A TransformStream that detects charset from http client response and content, and converts them to utf-8.

Primary LanguageJavaScriptMIT LicenseMIT

html-charset

A TransformStream that detects charset from http client response and content, and converts HTML to utf-8. Besides, replaces charaset strings in a <meta> tag to "UTF-8".

Usage

var HTMLCharset = require('html-charset');
var converter = HTMLCharset(res.headers, 1024);

HTMLCharset(responseHeader[, bufferSize])

  • responseHeader {Object | String} Client response. this will be passed to charset module.
  • bufferSize {number} The maximum size of buffer for detecting charset (Default: 512).

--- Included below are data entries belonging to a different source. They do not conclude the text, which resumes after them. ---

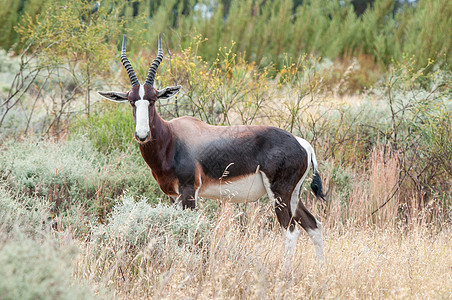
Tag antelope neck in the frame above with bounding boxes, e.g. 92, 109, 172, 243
138, 108, 173, 173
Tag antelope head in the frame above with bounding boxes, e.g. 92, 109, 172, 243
98, 34, 181, 143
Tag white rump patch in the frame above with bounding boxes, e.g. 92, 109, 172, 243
199, 173, 266, 203
307, 220, 325, 263
286, 226, 300, 257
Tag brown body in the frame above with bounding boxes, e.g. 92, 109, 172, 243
99, 37, 323, 260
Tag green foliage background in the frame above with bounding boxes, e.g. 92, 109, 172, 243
0, 0, 452, 68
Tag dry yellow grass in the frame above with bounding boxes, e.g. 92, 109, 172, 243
71, 147, 452, 299
76, 204, 452, 299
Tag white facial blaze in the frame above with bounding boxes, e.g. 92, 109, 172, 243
135, 85, 150, 140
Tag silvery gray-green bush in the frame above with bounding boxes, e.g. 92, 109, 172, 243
0, 237, 94, 299
0, 139, 99, 195
0, 182, 50, 239
93, 196, 210, 249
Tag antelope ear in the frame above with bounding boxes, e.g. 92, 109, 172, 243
157, 85, 182, 99
98, 92, 128, 102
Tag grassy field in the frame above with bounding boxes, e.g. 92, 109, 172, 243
0, 0, 452, 299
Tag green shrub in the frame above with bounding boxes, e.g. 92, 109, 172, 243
71, 103, 138, 153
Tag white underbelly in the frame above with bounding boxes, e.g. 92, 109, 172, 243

Returns a new TransformStream that detects charset from http client response and chunked html content, finally converts html content to UTF-8 strings Buffers. First, it stores html contents Buffers as big as bufferSize (default: 512 bytes) and detects charset strings. Then, it converts html contents to UTF-8 strings Buffers. At this time, the charset strings in a meta tag is replaced to "UTF-8" (e.g. <meta http-equiv="Content-Type" content="text/html; charset=EUC_JP"> will be replaced to <meta http-equiv="Content-Type" content="text/html; charset=UTF-8">). Finally, you can get UTF-8 html strings Buffers. If the charset couldn't be detected, this stream passes html contents with no modification.

Example

var request = require('request');
var HTMLCharset = require('html-charset');
var http = require('http');

http.createServer(function (cliReq, srvRes) {
    var req = request({
        uri: 'http://koubou.nin29.com/heya/image/2007/test_euc.html',
        gzip: true
    });
    
    srvRes.setHeader('Content-Type', 'text/html; charset=UTF-8');
    req.on('response', function (res) {
        var converter = HTMLCharset(res.headers);
        req.pipe(converter).pipe(srvRes);
    });
     
}).listen(8080);

req writes html contents to converter. converter receives string/Buffer contents, detects charset, converts contents to UTF-8 Buffer, replaces charset strings in a <meta> tag to "UTF-8", and writes UTF-8 Buffer contents to srvRes. srvRes receives UTF-8 Buffer contents and sends them to browser.